There is still one other GATS rule to consider which will apply whether or not specific commitments to open specific service sectors have been made.

Domestic Regulation. GATS Article VI-4 (b) states that measures relating to, among other things, licensing requirements should be "not more burdensome than necessary to ensure the quality of the service." This provision, the specifics of which are still to be negotiated, has the potential for placing a tremendous burden on California regulators and appointed and elected officials to show that any ruling or regulation to protect coastal resources is "not more burdensome than necessary." This can also impact land use regulation related to protecting coastal resources, as well as regulations to protect the coastal rivers

Note that there is no consideration here on the burden on the environment or on coastal resources. The burden is on the ability of companies like Alaska Water Exports to provide the "service" of collecting water and transporting it to another location for sale. How then, in this context, can the Coastal Commission carry out the goal stated repeatedly in the "Letters of Protest" which is to find the "least environmentally damaging feasible alternative that best protects coastal resources and other public trust uses" ?

It is important to note that GATS, unlike GATT, does not provide for a general exception based on the conservation of exhaustible natural resources. Instead it just retains the GATT exemption relating to protecting "human, animal or plant life or health," which is a much weaker standard

This rule applies even if the domestic regulation does not discriminate against foreign investors. And perhaps most important, the language of this article does not relate just to foreign service providers.

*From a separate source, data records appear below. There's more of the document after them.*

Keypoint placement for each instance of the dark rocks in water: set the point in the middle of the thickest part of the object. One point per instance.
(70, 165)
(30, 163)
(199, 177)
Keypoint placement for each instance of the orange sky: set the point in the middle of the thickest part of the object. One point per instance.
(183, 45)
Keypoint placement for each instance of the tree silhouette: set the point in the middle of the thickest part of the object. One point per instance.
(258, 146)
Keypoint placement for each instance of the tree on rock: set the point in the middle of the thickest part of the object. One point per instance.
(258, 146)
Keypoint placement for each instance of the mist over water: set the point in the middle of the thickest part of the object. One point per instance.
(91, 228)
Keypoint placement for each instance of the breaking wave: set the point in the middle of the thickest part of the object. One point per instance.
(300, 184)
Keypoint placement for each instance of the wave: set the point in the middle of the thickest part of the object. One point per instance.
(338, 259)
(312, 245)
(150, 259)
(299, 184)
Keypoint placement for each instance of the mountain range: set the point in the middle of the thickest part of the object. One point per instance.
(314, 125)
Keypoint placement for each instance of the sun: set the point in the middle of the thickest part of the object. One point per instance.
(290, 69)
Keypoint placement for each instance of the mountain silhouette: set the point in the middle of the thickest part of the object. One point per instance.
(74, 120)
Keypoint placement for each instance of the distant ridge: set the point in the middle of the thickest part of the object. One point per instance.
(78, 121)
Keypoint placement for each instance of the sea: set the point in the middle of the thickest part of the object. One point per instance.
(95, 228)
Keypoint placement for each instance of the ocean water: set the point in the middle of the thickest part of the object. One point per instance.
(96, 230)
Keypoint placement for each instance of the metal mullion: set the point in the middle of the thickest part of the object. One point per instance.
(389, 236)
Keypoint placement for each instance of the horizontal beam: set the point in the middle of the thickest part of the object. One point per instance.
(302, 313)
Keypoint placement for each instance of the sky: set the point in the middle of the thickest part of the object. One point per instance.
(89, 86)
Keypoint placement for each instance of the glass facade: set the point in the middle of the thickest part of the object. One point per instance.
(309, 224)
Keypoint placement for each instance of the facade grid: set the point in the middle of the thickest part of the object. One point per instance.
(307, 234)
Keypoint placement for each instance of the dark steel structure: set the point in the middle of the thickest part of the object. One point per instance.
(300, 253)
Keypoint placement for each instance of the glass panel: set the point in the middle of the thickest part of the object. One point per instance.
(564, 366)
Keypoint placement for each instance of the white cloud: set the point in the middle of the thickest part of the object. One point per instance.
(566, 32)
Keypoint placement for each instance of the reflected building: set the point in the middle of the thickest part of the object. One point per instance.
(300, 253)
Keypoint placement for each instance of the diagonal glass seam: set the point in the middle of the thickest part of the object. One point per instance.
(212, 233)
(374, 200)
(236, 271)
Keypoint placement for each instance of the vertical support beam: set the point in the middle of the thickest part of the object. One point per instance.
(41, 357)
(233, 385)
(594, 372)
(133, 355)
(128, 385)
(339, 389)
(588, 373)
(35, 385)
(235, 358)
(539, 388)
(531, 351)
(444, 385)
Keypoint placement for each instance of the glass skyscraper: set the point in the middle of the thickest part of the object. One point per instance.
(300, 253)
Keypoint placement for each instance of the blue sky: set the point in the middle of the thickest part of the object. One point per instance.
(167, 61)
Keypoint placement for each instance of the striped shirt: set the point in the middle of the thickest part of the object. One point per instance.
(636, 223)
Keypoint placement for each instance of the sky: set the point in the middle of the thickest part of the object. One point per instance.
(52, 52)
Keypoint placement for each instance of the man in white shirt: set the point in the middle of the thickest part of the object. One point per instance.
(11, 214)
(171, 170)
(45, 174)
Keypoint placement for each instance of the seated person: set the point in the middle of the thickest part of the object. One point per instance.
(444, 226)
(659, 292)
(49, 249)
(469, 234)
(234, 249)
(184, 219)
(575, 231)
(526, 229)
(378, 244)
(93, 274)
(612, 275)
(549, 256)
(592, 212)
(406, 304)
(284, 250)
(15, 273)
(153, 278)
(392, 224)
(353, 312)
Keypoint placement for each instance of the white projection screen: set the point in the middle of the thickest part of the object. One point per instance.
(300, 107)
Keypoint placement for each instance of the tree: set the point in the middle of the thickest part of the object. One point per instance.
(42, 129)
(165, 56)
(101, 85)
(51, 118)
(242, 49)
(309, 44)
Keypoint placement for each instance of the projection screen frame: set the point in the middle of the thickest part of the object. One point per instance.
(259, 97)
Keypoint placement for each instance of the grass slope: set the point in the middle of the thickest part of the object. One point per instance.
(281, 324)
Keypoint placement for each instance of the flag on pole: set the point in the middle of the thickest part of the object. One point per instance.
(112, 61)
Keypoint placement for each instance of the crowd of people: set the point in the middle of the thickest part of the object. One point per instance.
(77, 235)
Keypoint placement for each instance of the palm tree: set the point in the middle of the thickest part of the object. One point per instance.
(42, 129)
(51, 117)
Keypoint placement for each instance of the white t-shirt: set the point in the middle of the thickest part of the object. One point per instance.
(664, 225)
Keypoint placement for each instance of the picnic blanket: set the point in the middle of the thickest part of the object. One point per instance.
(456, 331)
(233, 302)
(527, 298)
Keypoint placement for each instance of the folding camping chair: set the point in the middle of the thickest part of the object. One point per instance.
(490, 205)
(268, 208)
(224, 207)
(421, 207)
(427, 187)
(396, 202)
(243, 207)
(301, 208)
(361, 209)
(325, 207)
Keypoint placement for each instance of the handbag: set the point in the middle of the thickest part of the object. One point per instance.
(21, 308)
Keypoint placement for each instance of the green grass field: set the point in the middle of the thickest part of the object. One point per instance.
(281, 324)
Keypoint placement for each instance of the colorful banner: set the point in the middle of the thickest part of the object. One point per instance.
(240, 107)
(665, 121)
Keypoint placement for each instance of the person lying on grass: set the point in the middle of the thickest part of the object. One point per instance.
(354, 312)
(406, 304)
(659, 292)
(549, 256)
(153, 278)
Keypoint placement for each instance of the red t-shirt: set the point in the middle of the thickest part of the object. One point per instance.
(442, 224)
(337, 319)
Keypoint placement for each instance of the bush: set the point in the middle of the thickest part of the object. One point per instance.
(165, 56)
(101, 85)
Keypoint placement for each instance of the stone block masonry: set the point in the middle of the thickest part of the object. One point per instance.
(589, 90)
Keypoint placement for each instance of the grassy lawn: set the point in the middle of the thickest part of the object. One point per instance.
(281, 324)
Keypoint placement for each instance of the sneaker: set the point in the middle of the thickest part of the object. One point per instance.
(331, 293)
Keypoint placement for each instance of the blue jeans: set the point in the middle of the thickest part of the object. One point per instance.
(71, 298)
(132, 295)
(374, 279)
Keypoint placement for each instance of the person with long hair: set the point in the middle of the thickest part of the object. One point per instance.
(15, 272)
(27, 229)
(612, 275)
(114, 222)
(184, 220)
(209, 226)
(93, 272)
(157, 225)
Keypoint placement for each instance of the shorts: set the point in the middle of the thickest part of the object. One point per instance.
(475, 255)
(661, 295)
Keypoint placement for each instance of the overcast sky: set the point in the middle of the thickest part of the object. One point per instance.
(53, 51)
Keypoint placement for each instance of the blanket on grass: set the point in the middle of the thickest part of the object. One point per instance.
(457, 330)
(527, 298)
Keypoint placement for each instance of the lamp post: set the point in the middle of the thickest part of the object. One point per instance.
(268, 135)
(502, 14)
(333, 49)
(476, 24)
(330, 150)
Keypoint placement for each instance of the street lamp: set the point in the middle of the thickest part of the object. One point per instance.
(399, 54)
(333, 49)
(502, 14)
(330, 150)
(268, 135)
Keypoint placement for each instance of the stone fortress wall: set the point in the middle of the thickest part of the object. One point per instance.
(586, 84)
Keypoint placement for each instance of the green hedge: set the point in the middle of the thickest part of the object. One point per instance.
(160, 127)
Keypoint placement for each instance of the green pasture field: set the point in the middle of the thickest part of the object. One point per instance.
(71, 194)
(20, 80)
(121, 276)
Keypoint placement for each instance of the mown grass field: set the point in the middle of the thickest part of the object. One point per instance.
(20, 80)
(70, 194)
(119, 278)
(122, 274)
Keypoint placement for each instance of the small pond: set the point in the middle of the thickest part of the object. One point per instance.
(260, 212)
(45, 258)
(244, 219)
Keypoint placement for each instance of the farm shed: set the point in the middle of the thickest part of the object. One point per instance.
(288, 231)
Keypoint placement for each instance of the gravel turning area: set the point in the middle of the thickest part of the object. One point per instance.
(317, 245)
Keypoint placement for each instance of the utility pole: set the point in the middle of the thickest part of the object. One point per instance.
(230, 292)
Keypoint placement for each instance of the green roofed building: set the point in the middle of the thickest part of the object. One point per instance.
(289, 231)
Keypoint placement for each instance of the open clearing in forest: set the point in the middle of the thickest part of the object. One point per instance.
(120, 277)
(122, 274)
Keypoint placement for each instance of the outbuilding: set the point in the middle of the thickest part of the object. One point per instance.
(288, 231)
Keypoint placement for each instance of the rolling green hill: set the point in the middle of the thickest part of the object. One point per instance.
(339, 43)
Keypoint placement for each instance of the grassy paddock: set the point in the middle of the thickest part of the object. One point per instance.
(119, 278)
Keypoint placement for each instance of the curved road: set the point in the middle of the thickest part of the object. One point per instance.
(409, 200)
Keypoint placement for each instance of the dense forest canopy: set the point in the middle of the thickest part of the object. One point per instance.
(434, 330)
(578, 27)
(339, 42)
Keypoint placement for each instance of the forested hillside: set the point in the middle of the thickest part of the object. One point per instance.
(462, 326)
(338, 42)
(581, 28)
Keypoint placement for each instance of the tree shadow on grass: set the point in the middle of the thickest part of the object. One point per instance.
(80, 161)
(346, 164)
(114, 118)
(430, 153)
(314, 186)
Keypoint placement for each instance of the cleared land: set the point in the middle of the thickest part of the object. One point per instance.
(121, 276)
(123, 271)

Further, the language can be interpreted to apply to trade within a country. If any such challenge were brought before a WTO trade dispute panel by another member country, California would not have the right to represent itself before the panel.

Clearly, approving even one application to collect water for human use and transport it in bladder s starts California down a dangerous slope into the tumultuous waters of GATS where California's regulatory authority could be severely hampered.

DOHA MINISTERIAL DECLARATION ON ENVIRONMENTAL SERVICES: Finally at the Fourth Ministerial in Doha, the Ministerial Declaration included language calling for "the reduction or, as
appropriate, elimination of tariff and non-tariff barriers to environmental goods and services" (Article 31-iii). "Non-tariff barriers" refers to all kinds of government laws and regulations outside the realm of trade such as environmental standards. With the EU's unchallenged classification of water collection and distribution as an environmental service, water collection and distribution service corporations stand to benefit from removal of non-tariff barriers. Once again, your authority in protecting the California coast could be eroded.

FREE TRADE AREA OF THE AMERICAS: Since the FTAA is under current negotiation, we will limit our comments to noting that the USTR is pressing for a comprehensive services chapter to include all services unless specifically exempted by individual member countries. It is expected that the United States will also press for stronger provisions than outlined above for GATS.

Additionally, there is debate as to whether an investor-to-state dispute resolution provision similar to NAFTA Chapter 11 should be included.

In closing, we recommend that the Coastal Commission examine the trade-related issues we have raised with great care and thoroughness and include these findings in the protest letters to be sent to the Water Resources Control Board concerning the proposed diversion of water from the Gualala and Albion rivers and the use of polyfiber bags to engage in the trade in water for human use.